TrumpCare (AHCA) Food for Thought

I have read everything coming out of Washington, as I’m sure many of you have as well. Unfortunately, it’s all sound and fury with very little substance therefore difficult to analyze. So, since I do not have any hard facts and little or no detail about the effect of the proposed changes, here are a few educated guesses:

Penalties/taxes – These punitive measures are almost assuredly going to be repealed. The Republicans view the challenge to insure the uninsured as more of a “carrot and stick” concept (the stick being taxes and penalties, while the carrot is refundable tax credits) Tax Credits, depending on how they are applied, could be a game changer for the low-wage hourly service sector marketplace. Imagine the employer no longer having to contribute to the cost of the health plan, simply redirecting withholding from statutory taxes to a vehicle for funding their contribution to premiums.

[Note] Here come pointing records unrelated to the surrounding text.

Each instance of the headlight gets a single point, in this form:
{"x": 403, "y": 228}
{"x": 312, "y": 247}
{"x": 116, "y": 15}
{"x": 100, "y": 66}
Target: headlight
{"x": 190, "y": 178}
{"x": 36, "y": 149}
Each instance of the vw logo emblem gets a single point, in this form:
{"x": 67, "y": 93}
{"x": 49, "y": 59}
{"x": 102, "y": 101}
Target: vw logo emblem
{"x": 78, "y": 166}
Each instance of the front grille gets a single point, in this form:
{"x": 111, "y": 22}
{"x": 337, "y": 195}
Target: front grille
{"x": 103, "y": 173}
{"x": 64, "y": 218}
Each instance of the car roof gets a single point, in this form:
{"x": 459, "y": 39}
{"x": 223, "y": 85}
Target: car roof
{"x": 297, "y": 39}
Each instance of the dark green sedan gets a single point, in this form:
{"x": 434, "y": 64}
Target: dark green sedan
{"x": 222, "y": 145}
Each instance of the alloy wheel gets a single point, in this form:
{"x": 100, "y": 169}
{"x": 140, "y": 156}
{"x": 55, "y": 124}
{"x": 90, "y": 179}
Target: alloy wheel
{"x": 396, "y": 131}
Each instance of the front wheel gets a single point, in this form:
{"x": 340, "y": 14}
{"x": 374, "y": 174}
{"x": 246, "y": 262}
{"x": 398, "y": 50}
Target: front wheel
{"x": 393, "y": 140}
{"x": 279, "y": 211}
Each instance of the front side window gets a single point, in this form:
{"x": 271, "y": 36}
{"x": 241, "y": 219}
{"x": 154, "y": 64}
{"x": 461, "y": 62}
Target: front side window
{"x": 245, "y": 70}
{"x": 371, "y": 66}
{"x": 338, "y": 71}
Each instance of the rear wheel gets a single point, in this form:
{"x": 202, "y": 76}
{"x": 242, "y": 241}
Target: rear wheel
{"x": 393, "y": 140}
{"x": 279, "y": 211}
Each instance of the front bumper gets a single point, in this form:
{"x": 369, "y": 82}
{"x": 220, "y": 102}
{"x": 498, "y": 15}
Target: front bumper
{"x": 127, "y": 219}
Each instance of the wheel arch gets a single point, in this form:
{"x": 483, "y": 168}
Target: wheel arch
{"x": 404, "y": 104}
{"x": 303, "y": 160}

Limited Medical Plans (Industry leaders) – talking with these folks, I get the sense that they are way out ahead of the curve, as they have already taken steps to file various product options in all states in anticipation of any of the contingencies that may come out of this repeal process. One option that they have discussed is a sort of a mid-level limited risk plan, with much higher benefits than the limited medical (MEC Plus & MVP) but nowhere near as expensive as a major-medical plan. They believe that the government will allow caps on coverage and do away with costly requirements, such as one size fits all unlimited lifetime benefits.

Low-Wage Workforce Challenges – On the Surface you would think that once an employer is no longer required by law to cover low-wage hourly workers, many of them will immediately cease to sponsor plans like limited (skinny) MEC. In my opinion, this may not be true. There is an old axiom in the insurance industry that says “you can give away benefits, but it is very difficult to take them away” add to this the pressure that the Trump administration has put on immigration and what you have is a tightening hourly workforce. Many employers will find that they will need to continue to offer some form of health insurance benefits in order to attract and retain hourly workers. Industries most affected by this are: Food services, hospitality, agriculture, retail and light manufacturing.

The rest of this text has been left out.